Выбрать главу

Одного послушаешь — хорошо говорит, соглашаешься. Другого послушаешь, хоть он и спорит с первым, тоже соглашаешься. Складно. Горячо. Даешь свободу, и точка.

Мы с Костей в политике не разбирались. Стал он приносить домой газету «Московские ведомости». Читаем, читаем — ничего не понять! Газета вроде бы церковная или студенческая, не поймешь какая, а против студентов пишет. И против рабочих. И против интеллигентов. Твердит одно: монархия, православие, законность.

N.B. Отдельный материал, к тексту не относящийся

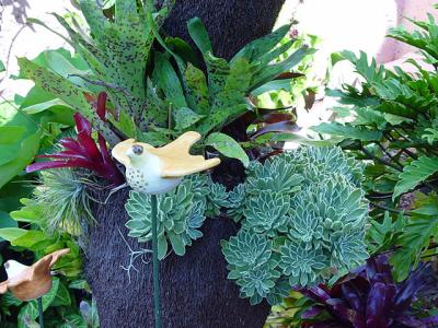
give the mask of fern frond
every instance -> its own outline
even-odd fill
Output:
[[[406,165],[399,175],[399,181],[395,185],[393,199],[400,195],[414,189],[429,176],[438,172],[438,157],[420,156]]]

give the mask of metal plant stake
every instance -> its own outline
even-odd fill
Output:
[[[44,316],[43,316],[43,296],[36,300],[38,303],[38,323],[39,328],[44,328]]]
[[[151,196],[151,214],[152,214],[152,266],[153,266],[153,315],[155,318],[155,328],[161,328],[161,304],[160,304],[160,261],[158,260],[158,206],[157,195]]]

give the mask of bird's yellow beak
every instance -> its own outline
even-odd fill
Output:
[[[122,141],[117,143],[111,152],[113,154],[113,157],[125,165],[125,167],[130,164],[128,150],[132,148],[135,142],[136,141],[134,139]]]

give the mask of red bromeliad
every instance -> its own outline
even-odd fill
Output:
[[[100,93],[97,98],[97,115],[105,120],[106,112],[106,94]],[[55,154],[38,155],[38,159],[54,159],[49,162],[37,162],[28,165],[26,172],[35,172],[39,169],[59,168],[59,167],[77,167],[87,168],[99,176],[107,179],[114,185],[120,185],[124,177],[106,148],[105,139],[99,133],[97,144],[91,136],[91,124],[79,113],[73,116],[78,138],[62,138],[59,143],[65,149]]]

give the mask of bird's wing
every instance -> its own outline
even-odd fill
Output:
[[[198,132],[188,131],[181,134],[171,143],[168,143],[162,148],[153,149],[153,153],[158,156],[166,156],[169,154],[172,154],[174,156],[184,156],[188,154],[191,147],[195,144],[196,141],[198,141],[199,139],[200,134]]]
[[[186,155],[185,157],[162,159],[162,173],[164,178],[181,177],[197,172],[203,172],[219,165],[219,159],[205,160],[204,156]]]
[[[5,294],[8,292],[8,280],[0,283],[0,294]]]
[[[161,176],[181,177],[206,171],[220,163],[219,159],[205,160],[200,155],[191,155],[191,147],[200,139],[195,131],[185,132],[173,142],[162,147],[148,149],[148,152],[160,157],[162,163]]]
[[[13,289],[24,282],[32,281],[33,274],[34,274],[33,267],[25,268],[20,274],[16,274],[8,279],[8,288]]]

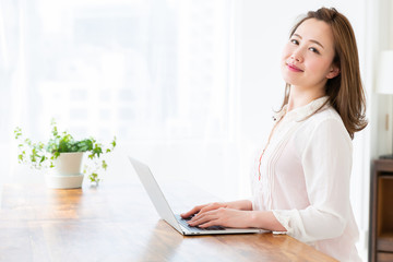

Однажды Костя вернулся на Козиху поздно — я уж волноваться начала. Опасно стало ходить по улицам: то охотнорядцы на студентов нападут, то казаки нагайкам волю дадут. Пришел, сияет: я, говорит, в «кошачьем концерте» участвовал. Подались, говорит, студенты большой толпой к Нарышкинскому скверу, на сквер окна редактора и окна «Московских ведомостей» выходят, и давай пищать, выть, улюлюкать, свистеть что есть мочи, а потом полетели в окна гнилые огурцы, мороженая картошка, тухлые яйца.

И показывает листовку: верхом на осле — монах, голова листком «Московских ведомостей» прикрыта, в одной руке — крест, в другой — воззвание: «Бей интеллигенцию! Бей крамольников!»

— Поняла? — спрашивает Костя.

— Ничего не поняла, — отвечаю.

— Какая ты непонятливая, — удивился он. Оказывается, у осла была голова редактора «Московских ведомостей»…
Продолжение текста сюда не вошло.